Federal President of the Liberal Party of Australia
- In office 9 November 1965 – 9 June 1970
- Preceded by: Philip McBride
- Succeeded by: Robert Southey

Personal details
- Born: John Ernest Pagan 13 May 1914 Killara, New South Wales, Australia
- Died: 26 June 1986 (aged 72) Camperdown, New South Wales, Australia
- Party: Liberal
- Spouse: Marjorie Hoskins ​(m. 1948)​
- Occupation: Businessman
- Civilian awards: Knight Bachelor Companion of the Order of St Michael and St George

Military service
- Allegiance: Australia
- Branch/service: Citizen Military Forces Second Australian Imperial Force
- Years of service: 1936–1945 1948–1959
- Rank: Brigadier
- Commands: 1st Light Anti-Aircraft Regiment
- Battles/wars: Second World War
- Military awards: Member of the Order of the British Empire Efficiency Decoration

= Jock Pagan =

Australian businessman

Brigadier Sir John Ernest "Jock" Pagan, (13 May 1914 – 26 June 1986) was an Australian businessman, soldier and political figure.
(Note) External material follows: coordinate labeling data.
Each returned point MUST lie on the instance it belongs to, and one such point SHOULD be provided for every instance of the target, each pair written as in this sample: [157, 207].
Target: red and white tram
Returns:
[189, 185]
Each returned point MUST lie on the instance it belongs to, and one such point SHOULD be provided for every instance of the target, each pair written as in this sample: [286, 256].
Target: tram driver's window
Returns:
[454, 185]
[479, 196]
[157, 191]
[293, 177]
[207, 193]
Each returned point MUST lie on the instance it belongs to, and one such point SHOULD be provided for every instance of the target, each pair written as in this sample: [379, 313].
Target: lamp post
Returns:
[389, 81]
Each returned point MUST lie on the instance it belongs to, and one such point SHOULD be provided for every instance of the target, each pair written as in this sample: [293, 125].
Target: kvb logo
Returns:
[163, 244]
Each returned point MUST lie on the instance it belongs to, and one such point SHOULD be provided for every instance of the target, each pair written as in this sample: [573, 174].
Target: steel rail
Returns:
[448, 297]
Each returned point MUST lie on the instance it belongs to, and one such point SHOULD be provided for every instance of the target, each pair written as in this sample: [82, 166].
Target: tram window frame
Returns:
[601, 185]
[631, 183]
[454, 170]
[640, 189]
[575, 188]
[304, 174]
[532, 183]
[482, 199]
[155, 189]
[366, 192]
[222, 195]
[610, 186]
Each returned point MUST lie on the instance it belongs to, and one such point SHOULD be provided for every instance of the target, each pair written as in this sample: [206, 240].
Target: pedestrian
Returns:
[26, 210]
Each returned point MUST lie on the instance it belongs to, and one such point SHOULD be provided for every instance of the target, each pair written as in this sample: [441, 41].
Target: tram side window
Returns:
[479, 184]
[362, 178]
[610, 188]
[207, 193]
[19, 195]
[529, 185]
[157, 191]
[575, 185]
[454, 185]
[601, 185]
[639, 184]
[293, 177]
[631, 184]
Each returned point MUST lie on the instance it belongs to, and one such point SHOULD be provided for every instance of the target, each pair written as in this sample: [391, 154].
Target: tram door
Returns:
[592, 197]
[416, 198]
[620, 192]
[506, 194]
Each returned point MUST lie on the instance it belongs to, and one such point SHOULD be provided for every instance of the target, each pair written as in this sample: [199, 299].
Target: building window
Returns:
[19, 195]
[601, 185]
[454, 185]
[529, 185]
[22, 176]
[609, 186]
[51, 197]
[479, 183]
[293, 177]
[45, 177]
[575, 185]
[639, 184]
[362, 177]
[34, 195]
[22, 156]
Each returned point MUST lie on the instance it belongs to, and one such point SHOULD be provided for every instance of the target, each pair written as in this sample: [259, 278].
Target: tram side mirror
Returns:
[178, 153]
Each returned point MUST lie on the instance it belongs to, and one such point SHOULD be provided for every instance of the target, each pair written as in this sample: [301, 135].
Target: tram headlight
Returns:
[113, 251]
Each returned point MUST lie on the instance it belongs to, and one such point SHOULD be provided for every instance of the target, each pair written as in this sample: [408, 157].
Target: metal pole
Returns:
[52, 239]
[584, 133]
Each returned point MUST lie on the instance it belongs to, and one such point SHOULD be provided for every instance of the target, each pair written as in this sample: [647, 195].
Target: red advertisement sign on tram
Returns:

He had a long association with the Liberal Party of Australia including as state president of the New South Wales branch from 1963 to 1966 and federal president from 1965 to 1970. He was later Agent-General for New South Wales in London from 1970 to 1973.

==Early life==
Pagan was born on 13 May 1914 in Killara, New South Wales. He was the son of Hilda (née Rowe) and David Clark Pagan, a civil engineer. He grew up in Hay, New South Wales, where his father was chief engineer for the Hay Shire. He began his education at a local public school and then boarded at St Peter's College, Adelaide.

==Military service==
Pagan joined the Citizen Military Forces in 1936. On the outbreak of the Second World War in 1939, he was commissioned into the Royal Australian Artillery's 5th Heavy Brigade. He saw active service on the Western Desert campaign with the 9th Division, including at the First and Second Battles of El Alamein. He later served in New Guinea and as a senior instructor. Pagan was discharged from the regular army in 1945 and rejoined the Citizen Military Forces when it was re-raised in 1948, retiring with the rank of brigadier in 1959.

==Personal life==
In 1948, Pagan married Marjorie Hoskins, the youngest daughter of industrialist Cecil Hoskins. The couple had three children.